Philips blieb lange vor allem mit Licht verbunden. Glühlampen, später Leuchtstoffröhren, Radiogeräte, Rasierer, Fernseher, Kassettenrekorder, CD-Technik und Haushaltsgeräte machten den Namen weltweit bekannt. 1927 brachte Philips sein erstes Radio auf den Markt; in den folgenden Jahrzehnten wurde das Unternehmen zu einem der prägenden Hersteller der europäischen Konsumelektronik. Gemeinsam mit Sony war Philips Anfang der 1980er Jahre maßgeblich an der Einführung der Compact Disc beteiligt, einem der großen Umbrüche der Musik- und Datentechnik.

Doch die Geschichte von Philips ist auch eine Geschichte ständiger Umformung. Schon früh engagierte sich das Unternehmen in der Medizintechnik, etwa mit Röntgentechnik. Dieser Bereich wurde immer wichtiger, während andere klassische Sparten an Bedeutung verloren oder verkauft wurden. Die Licht-Sparte wurde 2016 als Philips Lighting an die Börse gebracht und heißt heute Signify. Damit trennte sich Philips ausgerechnet von jenem Geschäft, mit dem alles begonnen hatte.

Auch die Haushaltsgerätesparte gehört inzwischen nicht mehr direkt zum Konzern. Sie wurde 2021 eigenständig und tritt seit 2023 unter dem Namen Versuni auf, darf aber weiterhin Produkte unter der Marke Philips vertreiben. Damit erklärt sich, warum Philips noch immer auf Kaffeemaschinen, Airfryern oder Rasierern steht, obwohl der Konzern selbst strategisch längst einen anderen Schwerpunkt gesetzt hat.

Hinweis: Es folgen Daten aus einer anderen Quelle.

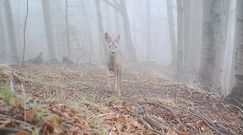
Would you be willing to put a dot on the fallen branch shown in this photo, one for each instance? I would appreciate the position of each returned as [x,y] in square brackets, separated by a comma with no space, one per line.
[210,124]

Heute ist Royal Philips vor allem ein Gesundheits- und Medizintechnikkonzern. Das Unternehmen entwickelt unter anderem Systeme für Bildgebung, Patientenüberwachung, Diagnostik, Schlaf- und Atemtherapie sowie digitale Gesundheitslösungen. Nach Jahren des Umbaus steht Philips aber auch unter Druck. Besonders die Probleme rund um zurückgerufene Beatmungs- und Schlaftherapiegeräte der früheren Respironics-Sparte belasteten das Unternehmen finanziell und juristisch. Zugleich wirken schwächere Nachfrage in China, höhere Zölle und Kostendruck auf das Geschäft.

Im Geschäftsjahr 2025 meldete Philips wieder Wachstum und eine verbesserte Marge; im ersten Quartal 2026 berichtete der Konzern von einem vergleichbaren Umsatzwachstum von vier Prozent, einem Auftragseingang plus sechs Prozent und einem operativen Ergebnis von 241 Millionen Euro. Philips bestätigte zugleich seinen Ausblick für 2026.

Aus dem kleinen Glühlampenhersteller von 1891 ist damit ein Unternehmen geworden, das seine eigene Herkunft mehrfach hinter sich gelassen hat. Der Name Philips steht bis heute für Technik im Alltag, doch der Konzern selbst sucht seine Zukunft vor allem in Krankenhäusern, Diagnostikzentren und digitalen Gesundheitsnetzen. Seine Geschichte zeigt, wie radikal sich Industrie verändern kann, ohne dass ein Markenname verschwindet.